State of Engineering Education
Scherer:
Well, we have the educational players, of course, which is one of the things I am involved in at the moment. The colleges have provided the people, who in essence have been trained, and are the source of where the brains have come from.
Aspray:
Are they doing a good job?
Scherer:
Yes and no. The problem is that power engineering got to be thought of in most minds as an 1888 technology with Thomas Edison, and Steinmetz.
Aspray:
Yes.
Scherer:
The industry itself didn't do a very good job at explaining how we were weaving all the new technologies in. The new control centers and the technology applications of computers are probably in the forefront of American business, and we need to utilize them. But in any event, the old power options started to wither on the vine, which doesn't bother me all that much because we don't necessarily, need power options. We need well-trained electrical engineers. They have to have computer skills. They have to be conversant with statistics, be it in epidemiology, or whatever. They need a whole different set of skills. My feeling is that the colleges need to turn out good basic well-educated engineers over a broad spectrum, and not worry about too much detail in any particular specialty. In AEP we never had any trouble getting top-flight people, because they knew what we were working on. We could project that. It's hard to get top-flight people to sit in some local office just designing an extension to a 12kV line to feed a new development. They may be very good people, more interested in ultimate management, or whatever, but in top-flight engineering that's not a challenge.
Aspray:
Sure.
Scherer:
Presently in the Power Engineering Education Foundation we're offering a combination of scholarships and forgivable loans. We introduced one of the recipients today. For somebody who is willing to take a Ph.D. in engineering and teach in the field at the university level, for every year he or she teaches we forgive one year of the loan. So, for example, if someone had awards for four years, which is basically $100,000, we give half back in scholarship. He or she could have the $50,000 loan forgiven by working for four or five years as a college professor.
Aspray:
It's a nice deal.
Scherer:
We have five students in that program at the moment. My job is to help raise the money to keep it going. I don't believe we need "power engineers," but we need high-quality electrical engineers, and we need high-quality computer scientists, we need combinations of the two. We don't have to call them power engineering majors. There's some specific things you have to know as a power engineer, depending on where you are. You have to be able to deal with stability, transients, or whatever. Then again, it depends where you're working. We can give them a lot of that training in the industry. General Electric Company has had a power systems engineering course, which is really at a graduate level, for years. There's also Power Technologies, Inc. Many of the universities have courses you can send people to, so if it's a particular specialty we can train them ourselves. I like to make sure of their math, that they know their basics, that they are computer literate, that sort of thing. I think the schools have done well in that respect, even though half the industry will moan about how terrible it is that you can’t get a guy with a power engineering option any more. I don't think I’ve heard of many new undergraduate power engineering options in quite a while. One school that has done very well is Rensselaer Polytechnic Institute. Actually, I was on its advisory board for a while. At the master's degree level they have a good program in power engineering, and those graduates can move right into sophisticated engineering in electric utilities. But once again, it doesn’t have to be utilities doing that kind of work. It could be a consulting firm. RPI has a good program. Excellent graduates. They're very selective in who they pick to start with. And there are others around too, that's for sure.
Managing Engineers
Aspray:
Do you want to make some comments about engineering management? What are the kinds of problems as a senior manager you have to face? The most difficult challenges, the kind of things you do.
Scherer:
Well, probably the most significant challenge is to pick the engineering managers who you are going to have working for you. We could interview engineers to hire and people would say, "You know, you shouldn't only hire the top ten percent in the class. We need some work-a-day people too."

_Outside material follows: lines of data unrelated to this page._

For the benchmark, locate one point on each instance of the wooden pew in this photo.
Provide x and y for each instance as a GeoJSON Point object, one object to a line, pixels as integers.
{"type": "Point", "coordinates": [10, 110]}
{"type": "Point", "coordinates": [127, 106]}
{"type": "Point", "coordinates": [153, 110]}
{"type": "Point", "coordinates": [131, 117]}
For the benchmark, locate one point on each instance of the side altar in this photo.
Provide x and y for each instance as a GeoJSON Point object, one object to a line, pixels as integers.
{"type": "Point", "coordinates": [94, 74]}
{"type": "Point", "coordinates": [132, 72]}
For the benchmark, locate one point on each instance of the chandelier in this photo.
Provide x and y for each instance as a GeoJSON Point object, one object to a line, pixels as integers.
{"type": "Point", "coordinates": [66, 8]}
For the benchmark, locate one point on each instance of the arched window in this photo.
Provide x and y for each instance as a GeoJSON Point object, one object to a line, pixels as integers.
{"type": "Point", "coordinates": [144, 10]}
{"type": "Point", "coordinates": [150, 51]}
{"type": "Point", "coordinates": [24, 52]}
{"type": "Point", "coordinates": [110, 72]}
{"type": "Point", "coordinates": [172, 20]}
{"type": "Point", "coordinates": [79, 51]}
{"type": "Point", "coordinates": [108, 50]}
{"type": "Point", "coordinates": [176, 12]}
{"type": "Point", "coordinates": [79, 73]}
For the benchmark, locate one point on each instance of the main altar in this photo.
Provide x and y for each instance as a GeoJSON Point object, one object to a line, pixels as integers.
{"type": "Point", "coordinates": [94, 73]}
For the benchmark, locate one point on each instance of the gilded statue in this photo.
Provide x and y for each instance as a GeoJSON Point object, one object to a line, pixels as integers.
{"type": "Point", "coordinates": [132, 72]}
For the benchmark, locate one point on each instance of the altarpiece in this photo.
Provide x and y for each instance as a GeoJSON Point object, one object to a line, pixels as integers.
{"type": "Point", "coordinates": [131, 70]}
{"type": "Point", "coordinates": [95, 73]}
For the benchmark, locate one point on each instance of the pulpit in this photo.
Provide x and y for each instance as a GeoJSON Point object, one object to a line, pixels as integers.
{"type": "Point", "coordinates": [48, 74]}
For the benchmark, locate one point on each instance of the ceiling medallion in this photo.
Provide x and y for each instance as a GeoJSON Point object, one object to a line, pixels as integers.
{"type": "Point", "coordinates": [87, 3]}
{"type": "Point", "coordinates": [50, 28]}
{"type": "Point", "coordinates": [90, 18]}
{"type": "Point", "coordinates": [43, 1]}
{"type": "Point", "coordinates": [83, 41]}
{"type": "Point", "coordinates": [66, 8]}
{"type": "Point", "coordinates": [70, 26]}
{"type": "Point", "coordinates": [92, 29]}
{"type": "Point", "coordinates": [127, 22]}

I said, "I make enough mistakes in interviewing the top ten percent that we have enough work-a-days." It's difficult in that respect, but if you have them working for you, you get obviously a much better feel for people. The real key is to find people who, in any particular specialty, whatever it happens to be, are both technically competent and good managers. There are some that are one or the other and some that are both. If you get both you are really ahead of the game. My philosophy generally was to shift the organization around to the talents of the people. I didn't worry too much about keeping the boxes or the titles filled in a particular way. If I had a brilliant engineer who couldn't manage his way out of a paper box, I wanted to find a place where I could recognize him, pay him, give him a challenge, and not ever have to manage. I remember one fellow who was a brilliant engineer, worked with him for years, he had an international reputation, and he came in one day and said, "Hal, I'm a staff engineer. I'm making a good salary but I'm not recognized here as a fellow section manager, a division manager."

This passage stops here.